The kernel can read the special register %gridid. %gridid is unique per launch. If performance then a simple kernel prolog can have one thread from each kernel launch output the gridid global function map using func and %gridid. Alternatively, the CUPTI SDK Activity API can be used to collect this information.
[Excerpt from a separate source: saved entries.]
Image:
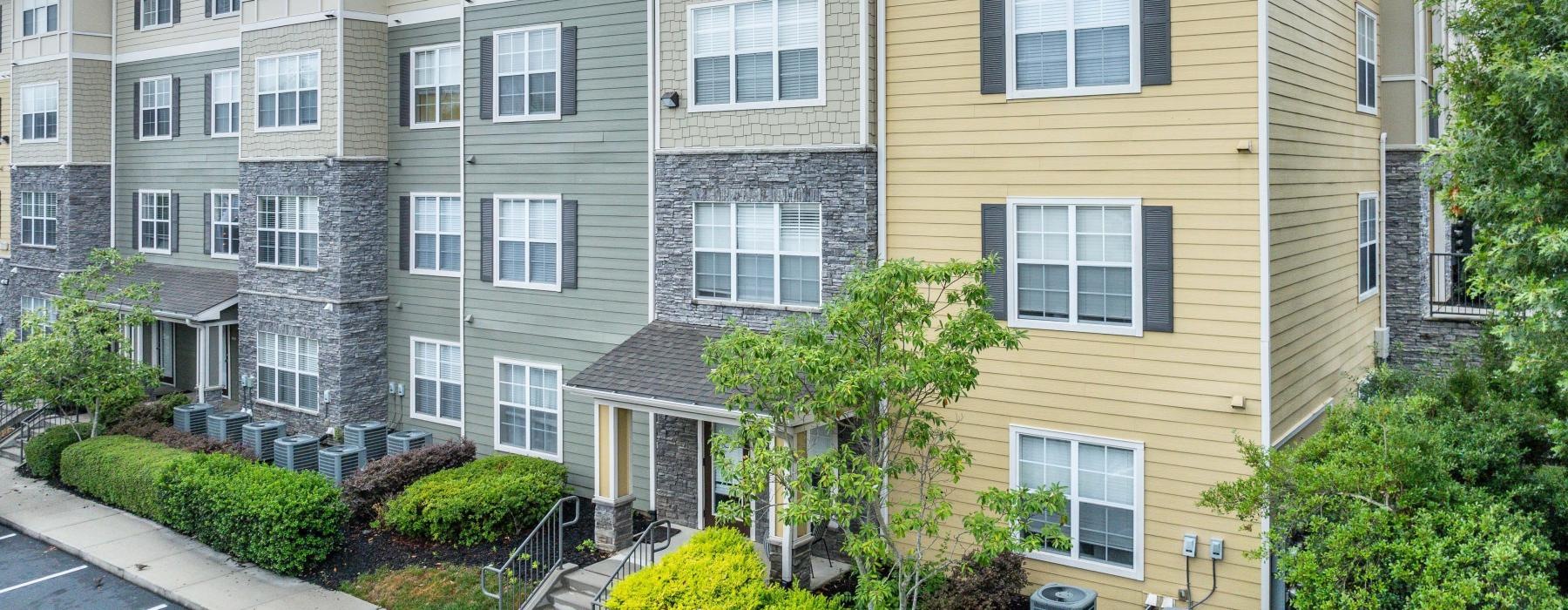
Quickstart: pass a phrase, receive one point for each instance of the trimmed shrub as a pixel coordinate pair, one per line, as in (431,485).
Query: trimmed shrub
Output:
(717,570)
(280,519)
(974,586)
(386,477)
(478,502)
(123,471)
(43,451)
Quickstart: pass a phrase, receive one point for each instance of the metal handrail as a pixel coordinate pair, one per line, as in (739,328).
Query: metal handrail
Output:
(642,554)
(546,541)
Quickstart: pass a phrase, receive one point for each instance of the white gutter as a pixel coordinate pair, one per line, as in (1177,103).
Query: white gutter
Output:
(1264,276)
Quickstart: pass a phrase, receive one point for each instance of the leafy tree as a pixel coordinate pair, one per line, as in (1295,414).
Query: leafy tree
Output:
(1503,165)
(78,358)
(877,367)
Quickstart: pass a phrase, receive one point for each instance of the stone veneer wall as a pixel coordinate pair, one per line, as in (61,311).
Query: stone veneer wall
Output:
(842,182)
(342,303)
(1415,336)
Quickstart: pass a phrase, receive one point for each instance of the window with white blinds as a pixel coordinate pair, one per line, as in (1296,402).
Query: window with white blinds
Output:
(760,253)
(1073,46)
(286,370)
(756,54)
(438,380)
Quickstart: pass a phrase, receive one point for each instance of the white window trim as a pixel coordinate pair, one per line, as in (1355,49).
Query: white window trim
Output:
(822,63)
(1134,62)
(778,258)
(1377,209)
(213,237)
(141,109)
(560,410)
(212,105)
(1377,78)
(1140,513)
(496,76)
(496,241)
(140,219)
(413,234)
(1136,329)
(413,88)
(21,94)
(256,93)
(413,392)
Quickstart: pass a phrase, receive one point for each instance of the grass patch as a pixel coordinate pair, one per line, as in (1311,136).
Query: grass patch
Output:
(427,588)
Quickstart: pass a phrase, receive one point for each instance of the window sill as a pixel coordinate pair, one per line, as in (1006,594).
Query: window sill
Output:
(1093,566)
(745,305)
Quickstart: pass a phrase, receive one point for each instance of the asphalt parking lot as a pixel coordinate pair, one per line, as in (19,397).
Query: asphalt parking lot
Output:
(38,576)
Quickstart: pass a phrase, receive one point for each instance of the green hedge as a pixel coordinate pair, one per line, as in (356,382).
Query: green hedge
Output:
(478,502)
(278,519)
(717,570)
(121,471)
(43,451)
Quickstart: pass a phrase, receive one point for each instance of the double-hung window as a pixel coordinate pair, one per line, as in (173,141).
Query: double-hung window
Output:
(39,112)
(287,231)
(529,408)
(156,107)
(1103,482)
(527,242)
(39,16)
(226,102)
(438,380)
(438,86)
(438,234)
(154,215)
(1076,264)
(760,253)
(286,369)
(527,74)
(1073,47)
(225,225)
(39,219)
(287,92)
(1366,60)
(756,54)
(1366,243)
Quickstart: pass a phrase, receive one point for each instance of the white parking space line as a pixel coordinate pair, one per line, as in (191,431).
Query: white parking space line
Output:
(41,579)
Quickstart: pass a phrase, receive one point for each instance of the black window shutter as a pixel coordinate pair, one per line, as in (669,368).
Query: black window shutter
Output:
(486,78)
(993,243)
(486,241)
(1158,298)
(174,221)
(570,243)
(403,110)
(1156,41)
(405,231)
(206,219)
(135,110)
(993,46)
(174,107)
(206,101)
(570,71)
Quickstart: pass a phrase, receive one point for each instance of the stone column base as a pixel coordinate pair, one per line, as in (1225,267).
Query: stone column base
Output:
(612,524)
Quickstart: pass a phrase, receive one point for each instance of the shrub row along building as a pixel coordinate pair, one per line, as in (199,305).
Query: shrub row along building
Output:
(519,220)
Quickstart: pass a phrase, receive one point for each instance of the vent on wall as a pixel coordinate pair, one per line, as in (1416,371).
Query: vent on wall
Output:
(407,441)
(258,437)
(368,435)
(192,419)
(295,452)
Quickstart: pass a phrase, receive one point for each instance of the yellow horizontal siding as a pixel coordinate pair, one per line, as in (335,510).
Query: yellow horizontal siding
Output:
(950,149)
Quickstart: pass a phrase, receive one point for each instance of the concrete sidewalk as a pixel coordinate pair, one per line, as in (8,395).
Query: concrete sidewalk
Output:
(152,555)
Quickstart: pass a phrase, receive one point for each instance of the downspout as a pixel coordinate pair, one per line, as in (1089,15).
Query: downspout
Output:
(1264,276)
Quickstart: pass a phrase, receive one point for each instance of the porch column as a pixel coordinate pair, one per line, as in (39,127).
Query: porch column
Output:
(787,545)
(612,502)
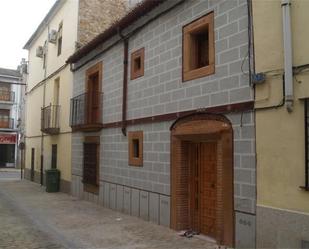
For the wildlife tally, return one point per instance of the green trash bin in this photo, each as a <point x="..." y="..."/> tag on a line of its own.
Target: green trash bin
<point x="52" y="180"/>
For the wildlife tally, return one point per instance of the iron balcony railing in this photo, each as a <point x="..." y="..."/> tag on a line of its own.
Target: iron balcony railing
<point x="7" y="96"/>
<point x="6" y="123"/>
<point x="50" y="119"/>
<point x="86" y="111"/>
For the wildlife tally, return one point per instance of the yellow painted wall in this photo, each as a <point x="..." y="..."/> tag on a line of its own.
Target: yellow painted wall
<point x="279" y="134"/>
<point x="68" y="15"/>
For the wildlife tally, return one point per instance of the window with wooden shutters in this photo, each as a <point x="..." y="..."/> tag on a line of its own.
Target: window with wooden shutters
<point x="137" y="63"/>
<point x="135" y="148"/>
<point x="199" y="48"/>
<point x="90" y="170"/>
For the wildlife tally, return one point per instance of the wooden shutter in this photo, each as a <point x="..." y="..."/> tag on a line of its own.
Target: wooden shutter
<point x="90" y="169"/>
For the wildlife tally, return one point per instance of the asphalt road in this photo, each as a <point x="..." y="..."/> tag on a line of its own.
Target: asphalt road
<point x="30" y="218"/>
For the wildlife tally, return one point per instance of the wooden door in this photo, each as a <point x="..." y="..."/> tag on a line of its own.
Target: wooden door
<point x="203" y="187"/>
<point x="32" y="164"/>
<point x="93" y="99"/>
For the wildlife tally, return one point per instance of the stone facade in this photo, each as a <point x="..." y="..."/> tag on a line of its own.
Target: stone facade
<point x="146" y="191"/>
<point x="96" y="15"/>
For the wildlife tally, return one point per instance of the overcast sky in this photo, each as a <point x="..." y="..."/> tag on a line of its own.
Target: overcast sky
<point x="18" y="20"/>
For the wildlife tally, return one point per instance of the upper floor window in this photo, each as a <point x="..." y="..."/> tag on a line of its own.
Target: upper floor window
<point x="137" y="63"/>
<point x="135" y="148"/>
<point x="93" y="93"/>
<point x="198" y="48"/>
<point x="5" y="93"/>
<point x="59" y="39"/>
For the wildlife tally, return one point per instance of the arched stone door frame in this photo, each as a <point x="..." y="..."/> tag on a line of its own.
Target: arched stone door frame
<point x="203" y="127"/>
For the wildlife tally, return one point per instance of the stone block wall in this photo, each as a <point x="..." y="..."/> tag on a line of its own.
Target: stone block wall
<point x="145" y="191"/>
<point x="97" y="15"/>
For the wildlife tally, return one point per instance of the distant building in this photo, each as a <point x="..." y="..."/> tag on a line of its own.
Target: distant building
<point x="10" y="99"/>
<point x="282" y="123"/>
<point x="66" y="27"/>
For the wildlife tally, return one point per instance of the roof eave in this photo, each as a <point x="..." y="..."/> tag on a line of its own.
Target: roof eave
<point x="57" y="5"/>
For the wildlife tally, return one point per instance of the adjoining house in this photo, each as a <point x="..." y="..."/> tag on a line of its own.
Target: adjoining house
<point x="10" y="98"/>
<point x="67" y="26"/>
<point x="281" y="104"/>
<point x="163" y="120"/>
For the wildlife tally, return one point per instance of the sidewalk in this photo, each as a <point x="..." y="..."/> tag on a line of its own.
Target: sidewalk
<point x="74" y="223"/>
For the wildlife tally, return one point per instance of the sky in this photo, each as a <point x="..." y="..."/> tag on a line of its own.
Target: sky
<point x="18" y="21"/>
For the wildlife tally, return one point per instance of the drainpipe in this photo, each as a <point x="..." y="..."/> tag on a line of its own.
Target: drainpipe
<point x="125" y="82"/>
<point x="43" y="100"/>
<point x="288" y="67"/>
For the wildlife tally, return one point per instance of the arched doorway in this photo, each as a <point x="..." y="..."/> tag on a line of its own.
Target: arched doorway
<point x="202" y="176"/>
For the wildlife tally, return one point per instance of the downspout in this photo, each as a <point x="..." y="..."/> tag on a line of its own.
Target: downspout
<point x="44" y="92"/>
<point x="288" y="57"/>
<point x="125" y="83"/>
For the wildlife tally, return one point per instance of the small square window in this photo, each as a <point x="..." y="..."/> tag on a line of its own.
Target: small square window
<point x="135" y="148"/>
<point x="137" y="63"/>
<point x="198" y="48"/>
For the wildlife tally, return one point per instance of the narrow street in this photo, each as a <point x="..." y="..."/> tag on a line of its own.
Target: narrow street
<point x="32" y="218"/>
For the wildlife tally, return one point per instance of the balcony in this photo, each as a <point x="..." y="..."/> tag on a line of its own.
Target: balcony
<point x="7" y="96"/>
<point x="50" y="119"/>
<point x="6" y="123"/>
<point x="86" y="112"/>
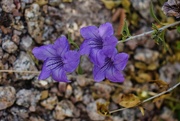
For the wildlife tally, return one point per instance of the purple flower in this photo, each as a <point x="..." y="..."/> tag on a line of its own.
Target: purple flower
<point x="58" y="60"/>
<point x="98" y="41"/>
<point x="111" y="68"/>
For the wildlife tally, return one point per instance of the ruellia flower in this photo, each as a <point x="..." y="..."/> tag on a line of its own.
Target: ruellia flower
<point x="98" y="41"/>
<point x="58" y="59"/>
<point x="172" y="8"/>
<point x="111" y="68"/>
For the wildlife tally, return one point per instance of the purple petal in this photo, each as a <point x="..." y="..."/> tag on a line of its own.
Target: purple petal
<point x="59" y="75"/>
<point x="97" y="57"/>
<point x="109" y="44"/>
<point x="98" y="74"/>
<point x="106" y="30"/>
<point x="71" y="61"/>
<point x="120" y="61"/>
<point x="84" y="48"/>
<point x="44" y="52"/>
<point x="45" y="73"/>
<point x="61" y="45"/>
<point x="114" y="75"/>
<point x="90" y="32"/>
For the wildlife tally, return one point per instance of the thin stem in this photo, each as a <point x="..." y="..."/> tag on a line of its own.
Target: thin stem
<point x="146" y="100"/>
<point x="15" y="71"/>
<point x="150" y="32"/>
The CUpti_ActivityKernel2 event contains per launch meta-data including the gridId and CUfunction name.
Here is an example reading %gridid.
#include "cuda_runtime.h"
#include "device_launch_parameters.h"
#include <stdio.h>
#include <stdint.h>
cudaError_t addWithCuda(int *c, const int *a, const int *b, unsigned int size);
static __device__ __inline__ uint64_t __gridid()
{
uint64_t gridid;
asm volatile("mov.u64 %0, %%gridid;" : "=l"(gridid));
return gridid;
}
__device__ void devPrintName()
{
static const char* name = __func__;
printf("%llu %s\n", __gridid(), name);
}
__global__ void globPrintName()
{
static const char* name = __func__;
printf("%llu %s\n", __gridid(), name);
devPrintName();
}
int main()
{
for (int i = 0; i < 4; ++i)
{
globPrintName<<<1,1,0>>>();
cudaDeviceReset();
}
return 0;
}
This sample outputs
1 globPrintName
1 devPrintName
2 globPrintName
2 devPrintName
3 globPrintName
3 devPrintName
4 globPrintName
4 devPrintName